Epstein: I’m glad you made the point about applying what I’ve done to other fields. Almost as important to me as impacting my field of focus, energy and industrial progress, is identifying radically better methods by which advocates of reason, individualism, and liberty can win others over to their cause. One of the purposes of my organization from the beginning was to be a prototype that could be replicated in other fields.

Biddle: Before we turn to that prototype and the details of your approach, let me ask what inspired you to get into this unique business in the first place. How did you become so passionate about industrial progress and defending those who create it? How did this all get started?

Epstein: As long as I can remember, it has been an axiom in my mind that there is nothing greater or more important than human ability. This first manifested in my life as hero worship of athletes, but by my mid-teens it extended to businessmen.

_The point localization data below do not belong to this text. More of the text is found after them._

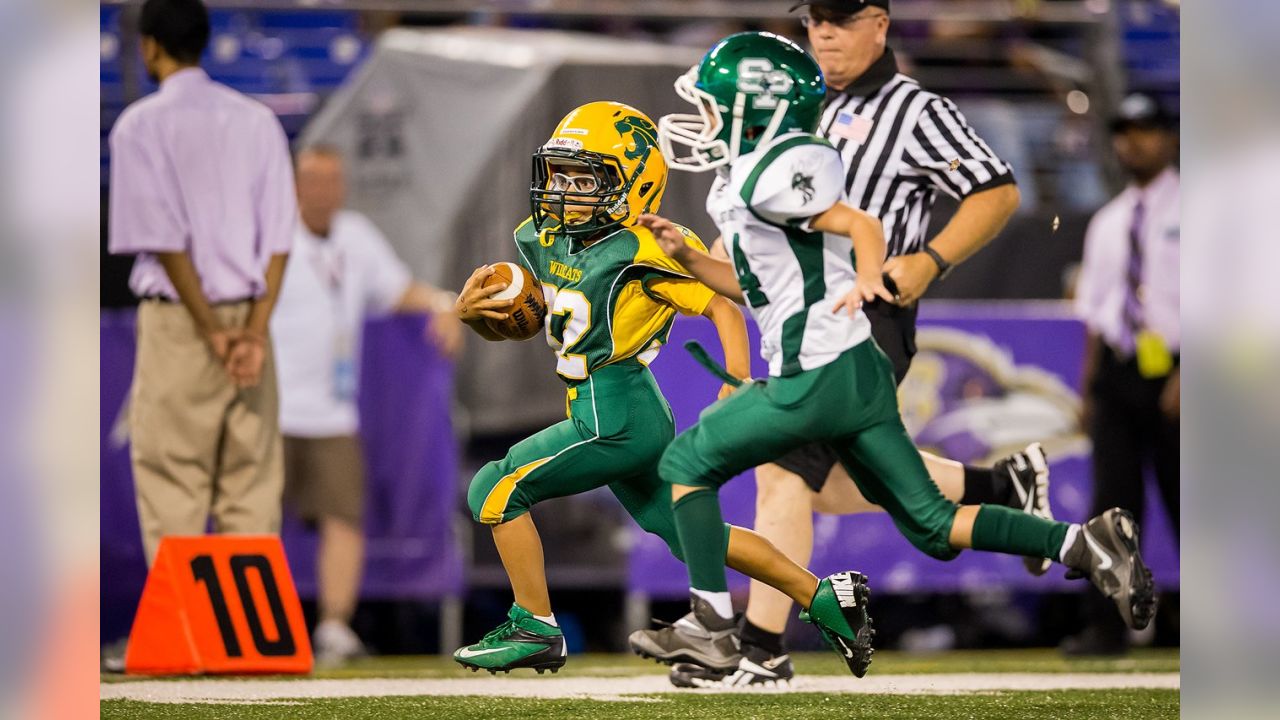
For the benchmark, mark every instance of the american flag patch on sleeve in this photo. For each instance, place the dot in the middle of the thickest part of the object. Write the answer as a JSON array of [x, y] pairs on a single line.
[[853, 127]]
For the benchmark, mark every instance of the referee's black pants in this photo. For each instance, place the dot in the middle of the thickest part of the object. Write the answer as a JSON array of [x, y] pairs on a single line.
[[1129, 433]]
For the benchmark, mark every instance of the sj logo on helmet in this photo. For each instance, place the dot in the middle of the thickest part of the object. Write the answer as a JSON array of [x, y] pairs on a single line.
[[758, 77]]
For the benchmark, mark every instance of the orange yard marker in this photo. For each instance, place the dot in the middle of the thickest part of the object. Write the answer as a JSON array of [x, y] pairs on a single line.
[[220, 605]]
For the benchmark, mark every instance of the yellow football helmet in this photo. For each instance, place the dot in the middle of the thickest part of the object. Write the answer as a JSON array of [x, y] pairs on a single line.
[[604, 164]]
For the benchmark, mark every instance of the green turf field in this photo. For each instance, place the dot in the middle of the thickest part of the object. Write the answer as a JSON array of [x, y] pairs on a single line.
[[625, 687]]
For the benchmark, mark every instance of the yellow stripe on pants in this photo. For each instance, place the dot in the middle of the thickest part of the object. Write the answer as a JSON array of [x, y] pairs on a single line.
[[496, 504]]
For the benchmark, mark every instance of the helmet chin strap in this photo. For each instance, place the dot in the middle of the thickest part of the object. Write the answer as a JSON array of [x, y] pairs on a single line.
[[775, 122], [735, 132]]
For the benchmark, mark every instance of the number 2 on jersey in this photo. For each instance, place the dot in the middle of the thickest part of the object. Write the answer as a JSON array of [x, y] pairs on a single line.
[[576, 310], [755, 296]]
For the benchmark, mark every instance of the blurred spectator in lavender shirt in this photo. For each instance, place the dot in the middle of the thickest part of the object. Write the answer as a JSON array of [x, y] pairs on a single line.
[[202, 194]]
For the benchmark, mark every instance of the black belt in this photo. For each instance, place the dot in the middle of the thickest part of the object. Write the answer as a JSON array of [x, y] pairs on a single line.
[[174, 301]]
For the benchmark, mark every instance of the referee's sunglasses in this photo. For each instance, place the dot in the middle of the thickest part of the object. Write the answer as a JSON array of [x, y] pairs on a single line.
[[818, 16]]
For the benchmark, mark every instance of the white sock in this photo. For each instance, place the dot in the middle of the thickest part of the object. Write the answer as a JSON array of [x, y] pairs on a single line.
[[720, 601], [1069, 541]]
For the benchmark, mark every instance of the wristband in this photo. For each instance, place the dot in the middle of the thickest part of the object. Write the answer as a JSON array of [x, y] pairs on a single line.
[[944, 267]]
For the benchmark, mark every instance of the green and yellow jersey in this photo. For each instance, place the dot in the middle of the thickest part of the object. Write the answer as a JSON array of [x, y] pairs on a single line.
[[612, 301]]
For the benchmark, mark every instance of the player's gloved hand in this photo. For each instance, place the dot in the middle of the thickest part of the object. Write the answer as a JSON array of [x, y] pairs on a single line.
[[668, 236], [474, 302], [867, 287], [913, 274]]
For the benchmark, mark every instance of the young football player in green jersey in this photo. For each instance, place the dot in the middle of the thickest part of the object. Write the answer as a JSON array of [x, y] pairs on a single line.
[[612, 296], [777, 203]]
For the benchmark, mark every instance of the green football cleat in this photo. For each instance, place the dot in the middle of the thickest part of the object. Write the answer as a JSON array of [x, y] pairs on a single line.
[[839, 610], [522, 641]]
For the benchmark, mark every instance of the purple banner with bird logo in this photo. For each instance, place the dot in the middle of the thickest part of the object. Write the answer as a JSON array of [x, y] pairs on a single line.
[[988, 379]]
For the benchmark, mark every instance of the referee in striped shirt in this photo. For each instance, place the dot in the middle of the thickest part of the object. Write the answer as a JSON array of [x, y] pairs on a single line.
[[901, 145]]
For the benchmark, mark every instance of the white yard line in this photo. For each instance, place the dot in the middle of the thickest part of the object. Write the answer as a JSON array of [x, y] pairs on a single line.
[[626, 689]]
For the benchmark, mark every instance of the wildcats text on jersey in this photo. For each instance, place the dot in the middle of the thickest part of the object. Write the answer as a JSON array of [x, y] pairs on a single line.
[[565, 272]]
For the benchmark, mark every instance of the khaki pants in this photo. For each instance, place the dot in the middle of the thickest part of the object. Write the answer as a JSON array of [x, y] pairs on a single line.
[[200, 446]]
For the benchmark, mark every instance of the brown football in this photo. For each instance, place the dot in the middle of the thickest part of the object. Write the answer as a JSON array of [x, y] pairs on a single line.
[[528, 310]]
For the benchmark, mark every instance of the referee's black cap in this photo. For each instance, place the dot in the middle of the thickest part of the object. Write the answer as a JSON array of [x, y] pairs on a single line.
[[1142, 110], [845, 7]]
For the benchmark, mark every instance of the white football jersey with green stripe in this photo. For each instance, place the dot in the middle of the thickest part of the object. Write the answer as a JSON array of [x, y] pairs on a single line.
[[791, 276]]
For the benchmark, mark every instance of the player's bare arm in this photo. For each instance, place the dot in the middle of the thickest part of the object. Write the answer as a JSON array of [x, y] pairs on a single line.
[[716, 274], [978, 219], [732, 335], [474, 305], [869, 247]]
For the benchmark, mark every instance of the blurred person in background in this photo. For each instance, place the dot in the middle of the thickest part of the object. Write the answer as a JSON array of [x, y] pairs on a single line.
[[201, 192], [1128, 297], [343, 270], [900, 145]]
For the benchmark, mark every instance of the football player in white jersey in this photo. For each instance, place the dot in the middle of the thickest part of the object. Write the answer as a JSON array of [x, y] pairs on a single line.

When I was eighteen, I discovered two phenomena that made industrial progress a unique passion in regard to my love of ability. The first phenomenon was Atlas Shrugged by Ayn Rand, which, in a brilliant suspense novel, illustrates the fundamental nature of human ability, shows its source to be the creative mind, and glorifies its central purpose: productivity—the transformation of nature to meet human needs.

The second phenomenon was environmentalism. I already had major misgivings about environmentalism from high school, when I read P. J. O’Rourke’s informative book All the Trouble in the World, which gave convincing counterevidence to all of the doomsday scenarios of the time. But when I encountered a deluge of environmentalist propaganda in college, I started to read everything of substance that I could get my hands on—by both environmentalists and their (relatively few) opponents. Not surprising to TOS readers, many of those opponents were Ayn Rand scholars.

From that reading, I came to a fundamental realization: Environmentalism, by holding that virtue consists of not changing or transforming nature—our environment—was precisely opposed to the requirements of human survival and to its means, human ability, and therefore to everything and everyone I admired.

The revulsion I felt toward environmentalism is hard to convey in the abstract, so I’ll give an example. As a freshman at Duke, I almost got kicked out of school for my conduct toward a guest speaker. He was invited as a distinguished person who would share some important ideas, and all of a sudden he was talking about how economic growth is evil and impossible, how industrial civilization is evil, and how (I’m not making this up) China has a birth control system we should consider. I looked around the room, and my classmates were nodding and taking it in. In my mind this was a villain straight out of Atlas Shrugged—except the villains in Atlas at least have the conscience to pretend to care about humans. I couldn’t take it.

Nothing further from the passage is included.